MikroScore
Marketing claims, evidence checked

Claims Check

"Ashwagandha eliminates stress and lowers your cortisol permanently"

Übertrieben Ashwagandha reduces cortisol and perceived stress in RCTs — but effects are modest, temporary, and disappear when supplementation stops. 'Permanently' and 'eliminates' are marketing overstatements.

Claim context

Evidence context

Ingredient evidence score

6/10

Human evidence for claim

moderate

Regulatory status

No approved EFSA health claims for ashwagandha.

The claim

Marketing materials for ashwagandha supplements frequently state that the ingredient “eliminates stress”, “permanently lowers cortisol”, or “rewires your stress response”.

What the evidence actually shows

Multiple RCTs with standardised KSM-66 extract (300–600 mg/day, 8–12 weeks) consistently show:

  • Cortisol reductions of 14–27% compared to placebo
  • Statistically significant improvements in Perceived Stress Scale (PSS) and anxiety scores
  • Effects are present during the supplementation period

This is genuine and meaningful evidence. The stress-reduction signal for ashwagandha is among the better-supported claims in the supplement space.

Where the claim goes too far

  1. “Eliminates” stress: No RCT shows complete elimination of stress responses. Mean cortisol reductions of 14–27% leave substantial cortisol activity intact.
  2. “Permanently”: Effects are not permanent. Studies show improvements during the intervention period; there are no long-term follow-up data demonstrating lasting effects after cessation.
  3. “Rewires your stress response”: No mechanistic human data support lasting neuroplastic changes. This is speculative language.

EFSA status

EFSA has not approved any health claims for ashwagandha. No EU-compliant health claim can legally be made on its basis.

Verdict

The core finding — that ashwagandha reduces cortisol and perceived stress during supplementation — is supported by moderate-quality evidence. The marketing language surrounding it (“eliminates”, “permanently”) is exaggerated and unsupported. The claim is therefore rated exaggerated.

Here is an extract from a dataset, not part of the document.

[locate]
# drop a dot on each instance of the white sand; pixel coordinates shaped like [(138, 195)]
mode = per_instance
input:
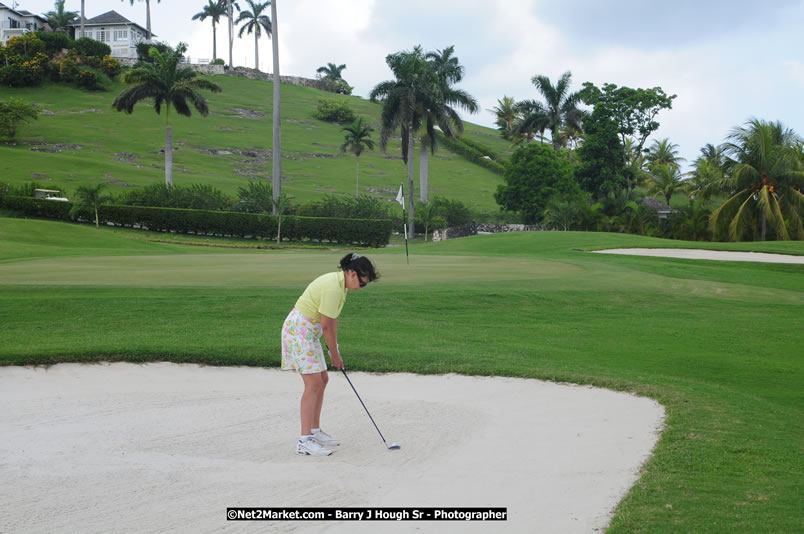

Editorial notice: This page provides an editorial assessment of a widely circulated claim. It does not constitute an approved health claim under Regulation (EC) No 1924/2006 and is not a substitute for medical advice. Statements about studies, biomarkers, or mechanisms are to be understood as evidence appraisal — not as recommendations to treat, alleviate, or prevent any disease.
Legal context: Even where individual studies show positive effects, this does not automatically permit health-related advertising claims. What is relevant for foods and food supplements are the health claims approved in the EU and their conditions of use.